In this case, Mr. Martin doesn't know either, I thought. But I held my tongue on that.

"Caleb said she's ill," April continued. "He couldn't tell me the specific problem."

"I wonder how Caleb knows anything," I said evasively, playing for time.

"Caleb and Muriel's husband are—or were—close. Buddy Roberts must have told Caleb something about it and Caleb has been worrying about it. He pines for Muriel, I know. Although why he does, with all of the other women he could have, is beyond me. So, tell me. You come and go over at the inn without anyone noticing you are there. What have you overheard?"

Of course, I thought, it was because of the invisible me that April assumed I would know somethin'. "Miz. Muriel couldn't possibly regard me enough to confide in me," I said. "I'm just that little black hotel porter you only see when you want somethin' I can give you."
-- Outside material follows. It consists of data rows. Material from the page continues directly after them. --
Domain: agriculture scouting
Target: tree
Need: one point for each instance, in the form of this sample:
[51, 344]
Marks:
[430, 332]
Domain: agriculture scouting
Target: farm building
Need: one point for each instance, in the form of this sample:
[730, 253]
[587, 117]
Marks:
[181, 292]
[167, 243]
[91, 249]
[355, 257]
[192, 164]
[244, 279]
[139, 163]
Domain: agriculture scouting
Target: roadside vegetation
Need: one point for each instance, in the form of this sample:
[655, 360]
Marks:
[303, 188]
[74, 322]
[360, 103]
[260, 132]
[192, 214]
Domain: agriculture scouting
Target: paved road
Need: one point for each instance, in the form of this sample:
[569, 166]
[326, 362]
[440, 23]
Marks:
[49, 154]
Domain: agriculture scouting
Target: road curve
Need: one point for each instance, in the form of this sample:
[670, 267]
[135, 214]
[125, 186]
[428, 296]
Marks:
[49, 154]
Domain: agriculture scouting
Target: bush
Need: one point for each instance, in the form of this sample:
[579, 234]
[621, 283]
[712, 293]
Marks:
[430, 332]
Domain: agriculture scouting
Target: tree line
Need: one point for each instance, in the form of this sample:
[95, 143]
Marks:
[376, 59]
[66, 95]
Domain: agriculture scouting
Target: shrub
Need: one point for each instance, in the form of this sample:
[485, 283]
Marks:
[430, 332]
"Don't try to tell me you don't want to give me what you do," Leo's voice was sharp.

"Yas, sir," I conceded. "Don't mean I know ever'thing that goes on in that inn."

I looked up in the mirror over the dressing table to see if my nose had grown. Truth was, I was about the only one Miz. Muriel would confide in. There was no reason for Leo to know—much less his other self, April. But then he's her half brother, I thought, and something should happen to bring this screwed up family—and they are family no matter what Mr. Martin thinks—together. They share a father.

"Miz. Roberts needs a new kidney," I blurted out. There, I'd said it. I'm sorry, Miz. Roberts, but you are a fool yourself for not sharing this with family—not even telling Mr. Martin. You are putting your faith in your husband earnin' enough money down in Memphis to pay for what you need, but you need it sooner than he's appearing and you need lots more than he ever could earn. And he may never come back.

"Miz. Roberts' husband is off in Memphis, where he says they pay more for musicians and have more work, and she thinks he's workin' his butt off to earn enough money to get her a new kidney on the sly. But she looks more and more ill every day. She be a fine lady. Somethin' needs to be—"

"Thanks for telling me, Jaivon," April said, taking her claws out of my arm and patting it. "I appreciate it. Now, I hear Juliet's song half through; help me get this wig straight. It's time for me to go on. And don't you leave, now. I'll need help getting undressed."

And not only that, I thought. But I stayed. April never left me to finish myself.

As always, she came off the stage all keyed up and euphoric over her time in another world, as April Fools, what she called a chanteuse, whatever that is. I just think of it as horny, because when she comes back this way, with the applause following her from the stage, I know there's one thing she wants.

She doesn't even undress. She always wants me this way—her dressed to the nines as a handsome woman and me naked as a jail bird. When she came back, she just bent me belly over her dressing table, lifted the front of her skirts, freed that big, hard old dick of hers, slid it inside my ass, and gave me the pounding of a lifetime—bigger, thicker, pumping harder than Mas. Terrence could manage.